Tsunami alerts 'confuse public', says Noaa scientist

2010-05-08
THE PUNCH Newspaper

Tsunami warnings need to convey information that is more meaningful to the public, a top US researcher says.



Traditional alerts that have focussed on ”wave amplitudes” are confusing to most people, says Dr Vasily Titov.



The scientist, who directs Noaa‘s Center for Tsunami Research, thinks more practical information such as the risk of flooding is also needed.



He says this is one of the key lessons from the recent Magnitude 8.8 Chilean earthquake and subsequent tsunami.



”We‘re scientists and we‘re really proud of our models and our accuracy but we realised after the Chilean tsunami that when we convey this information to the public there is a gap between what we are saying and what is understood,” he told BBC News.



”When we say there is a two-metre wave amplitude expected, the general person imagines a two-metre wall of water.



But that‘s not what amplitude means - tsunami would very rarely come as a wall of water. It refers to the amplitudes at tide gauges and it is peak to trough. It will not be the wave height that a surfer or someone on the beach sees.”
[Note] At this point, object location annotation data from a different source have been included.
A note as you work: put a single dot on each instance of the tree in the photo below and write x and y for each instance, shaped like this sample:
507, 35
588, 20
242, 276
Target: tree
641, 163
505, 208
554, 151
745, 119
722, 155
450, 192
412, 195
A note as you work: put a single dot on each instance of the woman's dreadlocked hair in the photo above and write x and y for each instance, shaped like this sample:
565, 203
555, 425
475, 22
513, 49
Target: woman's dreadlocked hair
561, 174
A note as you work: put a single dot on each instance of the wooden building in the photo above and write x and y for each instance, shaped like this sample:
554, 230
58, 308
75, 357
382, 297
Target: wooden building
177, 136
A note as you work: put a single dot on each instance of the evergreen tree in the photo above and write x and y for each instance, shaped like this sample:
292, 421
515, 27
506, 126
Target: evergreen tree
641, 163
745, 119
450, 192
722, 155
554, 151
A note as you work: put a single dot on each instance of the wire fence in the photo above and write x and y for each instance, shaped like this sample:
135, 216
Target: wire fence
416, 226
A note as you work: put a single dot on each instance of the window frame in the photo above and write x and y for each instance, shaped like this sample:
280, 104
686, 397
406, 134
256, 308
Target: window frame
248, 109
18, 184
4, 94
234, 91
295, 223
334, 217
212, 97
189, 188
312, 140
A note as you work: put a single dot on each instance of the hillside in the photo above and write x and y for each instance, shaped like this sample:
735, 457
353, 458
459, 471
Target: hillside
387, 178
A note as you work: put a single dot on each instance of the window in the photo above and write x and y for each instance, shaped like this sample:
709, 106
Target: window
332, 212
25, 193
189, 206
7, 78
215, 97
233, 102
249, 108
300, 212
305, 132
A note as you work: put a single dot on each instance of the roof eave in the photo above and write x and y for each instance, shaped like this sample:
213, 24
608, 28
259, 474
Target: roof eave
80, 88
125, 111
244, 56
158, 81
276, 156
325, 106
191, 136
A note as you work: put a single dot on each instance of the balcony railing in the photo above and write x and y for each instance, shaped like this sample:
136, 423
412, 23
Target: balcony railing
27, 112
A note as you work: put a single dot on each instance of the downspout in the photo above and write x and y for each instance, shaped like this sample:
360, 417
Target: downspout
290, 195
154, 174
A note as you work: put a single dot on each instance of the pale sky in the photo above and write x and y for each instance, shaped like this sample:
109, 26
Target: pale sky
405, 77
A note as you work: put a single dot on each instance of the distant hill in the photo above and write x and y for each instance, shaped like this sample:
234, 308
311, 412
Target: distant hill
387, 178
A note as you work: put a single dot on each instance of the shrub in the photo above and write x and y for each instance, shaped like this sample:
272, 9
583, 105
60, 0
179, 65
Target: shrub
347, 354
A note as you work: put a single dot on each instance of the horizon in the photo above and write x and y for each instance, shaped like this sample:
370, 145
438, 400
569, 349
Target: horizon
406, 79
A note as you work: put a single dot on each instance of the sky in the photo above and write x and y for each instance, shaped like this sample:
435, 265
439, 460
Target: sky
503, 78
The 27 February quake which had its epicentre some 11 km off the coast of the Maule region of Chile marked a major milestone for tsunami forecasting.



It was the first basin-wide event generated in the Pacific since the Great Alaskan Earthquake of March 1964, and the first occurrence since Sumatra in 2004 when modellers and forecasters could test their capabilities over such a wide area.
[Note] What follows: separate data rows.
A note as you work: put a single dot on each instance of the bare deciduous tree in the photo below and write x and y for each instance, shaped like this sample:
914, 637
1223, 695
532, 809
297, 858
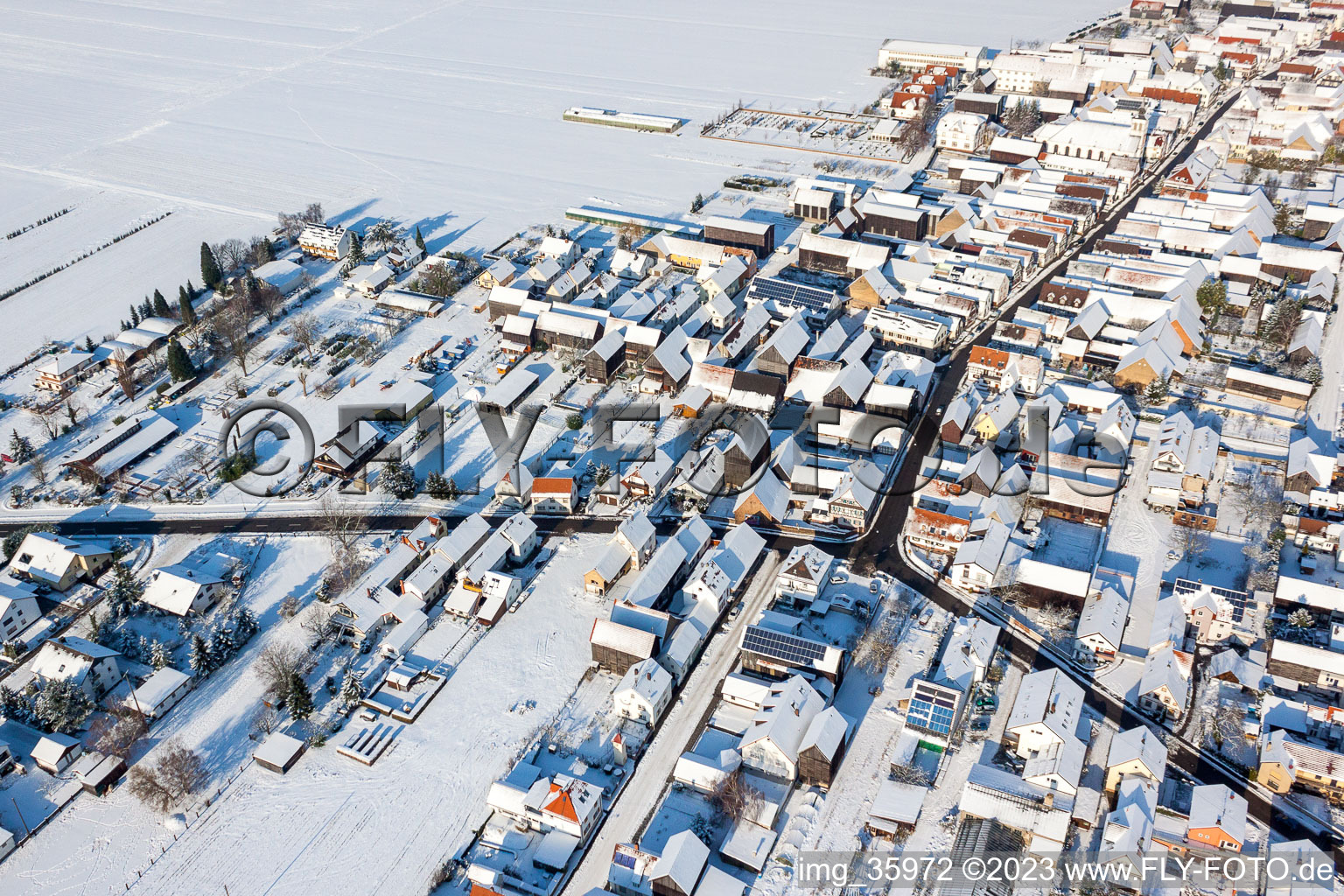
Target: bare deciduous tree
40, 472
117, 731
268, 300
318, 624
734, 798
230, 254
1058, 621
878, 645
125, 374
305, 331
341, 522
233, 324
1190, 543
50, 418
163, 783
276, 667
At Chile itself, the proximity of the quake to the coastline meant the tsunami arrived within 30 minutes, with water running up some 10 to 15 metres above the expected sea level in places. But even as far away as Hawaii, there was inundation of water with amplitudes of about 2.5m.



The warnings put out by the Noaa Pacific Tsunami Warning Center proved to be highly accurate when the predictions of wave behaviour were checked against what actually happened at tide gauges.



Forecast travel times for the tsunami across the Pacific basin demonstrated an average accuracy of 98%. The forecast of maximum wave amplitudes had an accuracy above 80%.



The modelling and forecasting have become extremely detailed and skilful



This level of success means Noaa could be very confident about its flooding forecasts, which should now be more prominent in the public release of information, said Dr Titov.



”You want to send a message that will be immediately understood and immediately acted upon.